Results were presented from 118 patients with lung cancer and 561 controls in the training sample. After correction for WBC-matched variants, 5 patients had a cancerlike signal across all 3 assays, 2 of whom were subsequently diagnosed with cancer.
Across the 3 assays, for early-stage curable lung cancer, "approximately half of lung cancers are detected, and for advanced lung cancer, approximately 90% of lung cancers can be detected within the blood," he said. The findings from the training set were validated in the independent test set.
Dr Oxnard said that the cfDNA assays "can detect lung cancer across stages, across histologies, [and] across populations.…There are similar sensitivities observed across the 3 approaches, but they do replicate the independent test set."
Dr Oxnard added, "WBC-derived mutations and copy number variations are a significant source of false positives, and they must be accounted for if you're going to achieve high specificity and a low false-positive rate in such an assay."

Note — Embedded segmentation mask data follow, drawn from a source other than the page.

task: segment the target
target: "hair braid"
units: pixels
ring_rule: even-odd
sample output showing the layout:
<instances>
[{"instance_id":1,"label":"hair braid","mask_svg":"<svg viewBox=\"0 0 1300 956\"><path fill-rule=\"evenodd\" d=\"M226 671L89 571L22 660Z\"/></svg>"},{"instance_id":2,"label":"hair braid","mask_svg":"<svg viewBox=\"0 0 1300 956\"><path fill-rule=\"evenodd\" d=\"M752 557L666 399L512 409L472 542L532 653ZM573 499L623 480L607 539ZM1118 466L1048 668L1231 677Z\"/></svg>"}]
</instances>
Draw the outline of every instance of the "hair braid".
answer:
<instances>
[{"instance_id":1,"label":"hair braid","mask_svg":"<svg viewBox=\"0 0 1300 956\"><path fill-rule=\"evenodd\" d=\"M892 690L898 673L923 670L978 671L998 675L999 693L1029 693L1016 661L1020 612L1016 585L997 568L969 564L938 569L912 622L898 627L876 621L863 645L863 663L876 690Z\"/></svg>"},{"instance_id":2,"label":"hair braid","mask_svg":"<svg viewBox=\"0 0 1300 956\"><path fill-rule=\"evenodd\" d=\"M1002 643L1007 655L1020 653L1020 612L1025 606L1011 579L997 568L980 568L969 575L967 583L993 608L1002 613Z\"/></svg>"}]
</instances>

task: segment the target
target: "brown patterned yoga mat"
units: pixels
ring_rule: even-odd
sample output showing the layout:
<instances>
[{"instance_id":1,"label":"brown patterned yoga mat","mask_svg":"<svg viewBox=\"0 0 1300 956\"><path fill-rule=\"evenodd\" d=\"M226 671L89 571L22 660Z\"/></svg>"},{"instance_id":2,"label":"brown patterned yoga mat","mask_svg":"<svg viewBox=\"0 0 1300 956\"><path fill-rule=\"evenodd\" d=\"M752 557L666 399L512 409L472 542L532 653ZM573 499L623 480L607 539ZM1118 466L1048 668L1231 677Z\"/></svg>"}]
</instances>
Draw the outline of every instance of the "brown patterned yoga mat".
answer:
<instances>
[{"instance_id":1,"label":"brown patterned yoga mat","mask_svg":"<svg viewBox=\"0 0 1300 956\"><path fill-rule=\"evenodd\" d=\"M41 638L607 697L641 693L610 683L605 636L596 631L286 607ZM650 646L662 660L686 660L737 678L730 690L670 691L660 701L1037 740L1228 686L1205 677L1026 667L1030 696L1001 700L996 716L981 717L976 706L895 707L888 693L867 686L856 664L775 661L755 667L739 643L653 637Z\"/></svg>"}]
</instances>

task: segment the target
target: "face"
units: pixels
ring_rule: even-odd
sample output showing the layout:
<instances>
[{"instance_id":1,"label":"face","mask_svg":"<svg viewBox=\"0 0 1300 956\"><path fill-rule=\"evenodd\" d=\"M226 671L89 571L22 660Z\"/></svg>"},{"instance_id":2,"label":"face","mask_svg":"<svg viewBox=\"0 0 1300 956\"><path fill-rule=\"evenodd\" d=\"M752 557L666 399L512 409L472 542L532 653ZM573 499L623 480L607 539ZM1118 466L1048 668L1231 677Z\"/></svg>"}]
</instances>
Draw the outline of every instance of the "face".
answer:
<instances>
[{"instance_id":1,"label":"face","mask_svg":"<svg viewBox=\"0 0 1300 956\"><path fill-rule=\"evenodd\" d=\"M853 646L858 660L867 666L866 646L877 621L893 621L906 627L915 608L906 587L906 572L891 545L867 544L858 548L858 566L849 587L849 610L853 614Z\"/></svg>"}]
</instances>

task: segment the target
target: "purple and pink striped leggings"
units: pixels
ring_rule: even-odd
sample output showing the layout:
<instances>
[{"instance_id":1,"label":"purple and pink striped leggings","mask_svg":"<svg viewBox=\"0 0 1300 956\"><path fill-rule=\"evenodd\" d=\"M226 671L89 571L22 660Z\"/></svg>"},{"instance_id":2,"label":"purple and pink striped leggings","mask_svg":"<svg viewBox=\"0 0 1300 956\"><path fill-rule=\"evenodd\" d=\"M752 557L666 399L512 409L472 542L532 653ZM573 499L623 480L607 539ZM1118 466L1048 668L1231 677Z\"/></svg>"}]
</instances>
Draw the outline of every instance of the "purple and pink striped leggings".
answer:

A New Blood Test for Lung Cancer?
Together, "These results support the promise of using cfDNA-based assays to develop an early cancer detection test with high specificity, and further assay improvement development is ongoing," Dr Oxnard said.
Thousands of patients in the CCGA study remain to be analyzed for further optimization and the development of a cancer diagnostic tool.
ASCO expert David Graham, MD, FASCO, Medical Director, Levine Cancer Institute, Charlotte, NC, commented, "This is an important first step toward an easier way to detect lung cancer at earlier, hopefully more curable, stages. In this first report of a very exciting new methodology, cfDNA from a blood draw detected 51% of early-stage lung cancers with an extremely high specificity."